The motion also alleges that investigators in the case formed a very close relationship with Alexis, including writing letters of recommendation for her. The defense argues that this is grounds for impeaching the prosecutors’ “star witness” from the trial and shows that they are no longer impartial “fact-finders” but that they have aligned themselves with Alexis and against Martin MacNeill.

The majority of the information, more than 700 pages, on the thumb drive comes from the Utah State Developmental Center, where MacNeill used to practice medicine. The documents state that MacNeill’s demeanor changed after his wife’s death and that he acted depressed. The defense says this contradicts statements made by the prosecution that MacNeill was “glad to be rid of her.” The information from USDC also shows that MacNeill has Charcot-Marie-Tooth disease, a nervous system disorder, and that it was reported that co-workers had noticed MacNeill experiencing hand tremors and having difficulty walking. The motion argues that prosecutors ignored this information and presented statements during the preliminary hearing that whatever ailment MacNeill had that prevented him from lifting Michele out of the tub was fabricated.

The motion states that the case must be dismissed because “the Utah County Attorney’s Office has demonstrated a pattern of misconduct in this case that cannot be remedied by the court. … The evidence that MacNeill has been able to uncover on his own is certainly only a small portion of the evidence that has been concealed, purged or destroyed by the county.”

The motion also states that the information found on the thumb drive is only the “tip of the iceberg” of information that the state has concealed or destroyed. The defense alleges the state has destroyed the majority of email communication between investigators and Alexis MacNeill, as well as notes and reports related to that communication.
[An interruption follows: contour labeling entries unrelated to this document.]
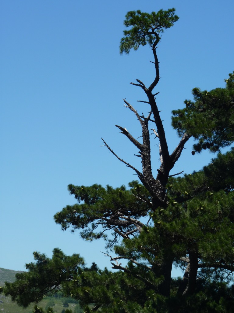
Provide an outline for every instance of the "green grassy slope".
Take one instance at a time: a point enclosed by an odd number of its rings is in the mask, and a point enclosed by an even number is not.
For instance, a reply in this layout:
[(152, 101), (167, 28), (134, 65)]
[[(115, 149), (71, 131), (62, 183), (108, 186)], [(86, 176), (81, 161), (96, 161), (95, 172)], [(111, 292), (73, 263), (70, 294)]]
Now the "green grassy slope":
[[(16, 273), (22, 273), (20, 271), (13, 271), (0, 268), (0, 286), (3, 286), (5, 281), (13, 283), (15, 280)], [(63, 306), (65, 301), (68, 301), (68, 307)], [(45, 298), (37, 305), (45, 310), (48, 306), (51, 306), (56, 313), (61, 313), (62, 310), (68, 309), (74, 313), (82, 313), (77, 303), (69, 302), (69, 300), (63, 297), (54, 297)], [(31, 304), (26, 309), (19, 306), (16, 303), (12, 302), (10, 297), (0, 295), (0, 313), (32, 313), (35, 304)]]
The motion also states that MacNeill’s attorneys are not prepared for trial, which is scheduled to begin in March, because they have spent weeks checking the documents found on the thumb drive with statements already made. They say the hiding of information by prosecutors is impacting MacNeill’s right to a speedy trial.

The defense is asking that if the judge doesn’t dismiss the case that he at least disqualify the Utah County Attorney’s Office from prosecuting the case and “to appoint an impartial prosecutor to review the case who will uphold his or her constitutional obligations to MacNeill.”
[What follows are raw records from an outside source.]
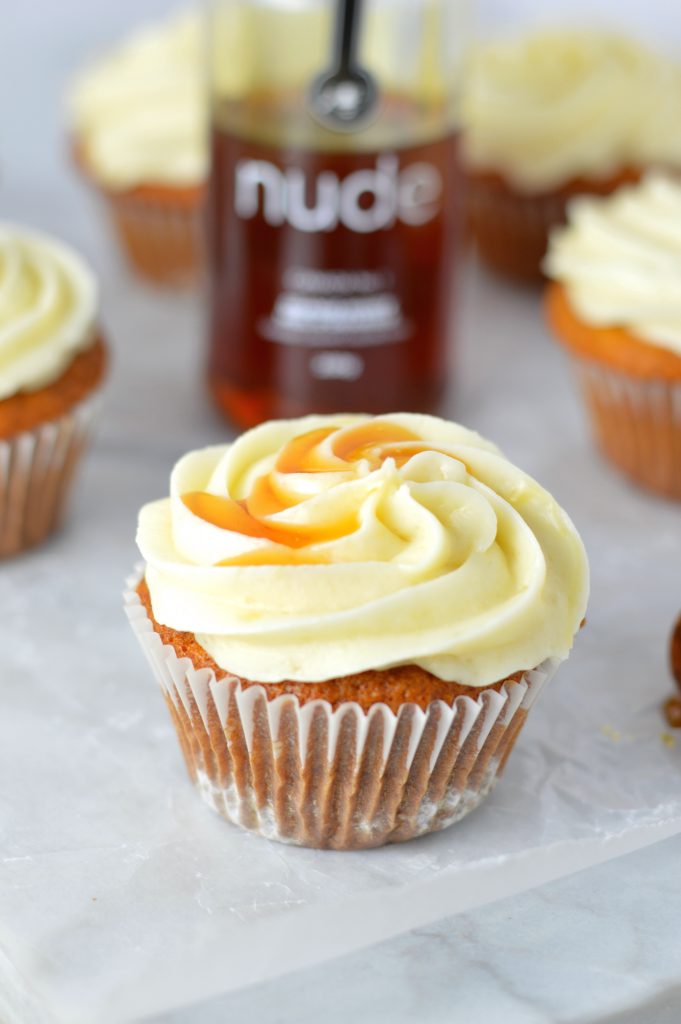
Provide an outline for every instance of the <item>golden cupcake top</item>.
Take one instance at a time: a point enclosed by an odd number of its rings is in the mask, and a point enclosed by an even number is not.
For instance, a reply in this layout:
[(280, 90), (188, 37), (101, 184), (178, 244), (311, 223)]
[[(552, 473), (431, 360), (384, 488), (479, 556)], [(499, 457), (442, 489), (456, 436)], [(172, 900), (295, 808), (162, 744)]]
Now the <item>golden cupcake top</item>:
[(428, 416), (270, 422), (189, 453), (137, 542), (155, 618), (262, 682), (416, 664), (485, 686), (565, 656), (587, 600), (556, 501)]
[(96, 337), (97, 286), (81, 257), (0, 222), (0, 399), (55, 381)]
[(550, 29), (480, 44), (463, 90), (472, 167), (524, 190), (681, 157), (681, 69), (612, 32)]
[(201, 15), (140, 30), (74, 83), (79, 157), (110, 188), (203, 183), (208, 163)]
[(579, 197), (544, 262), (591, 327), (621, 327), (681, 356), (681, 182), (650, 174)]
Alexis Somers, formerly Alexis MacNeill was present at the hearing.

“That is there job to skew the truth,” Somers said. “We know what happened and we have faith in the prosecution and hope for justice for our mother.”

McVey ruled against the defense on a motion requesting the prosecution provide a bill of particulars saying that defense attorneys have enough details about what the prosecution is claiming happened.

The next hearing will be on Jan. 8. The defense is expected to call witnesses from the county attorney’s office to support its motion. The defense had no comment at court on Monday.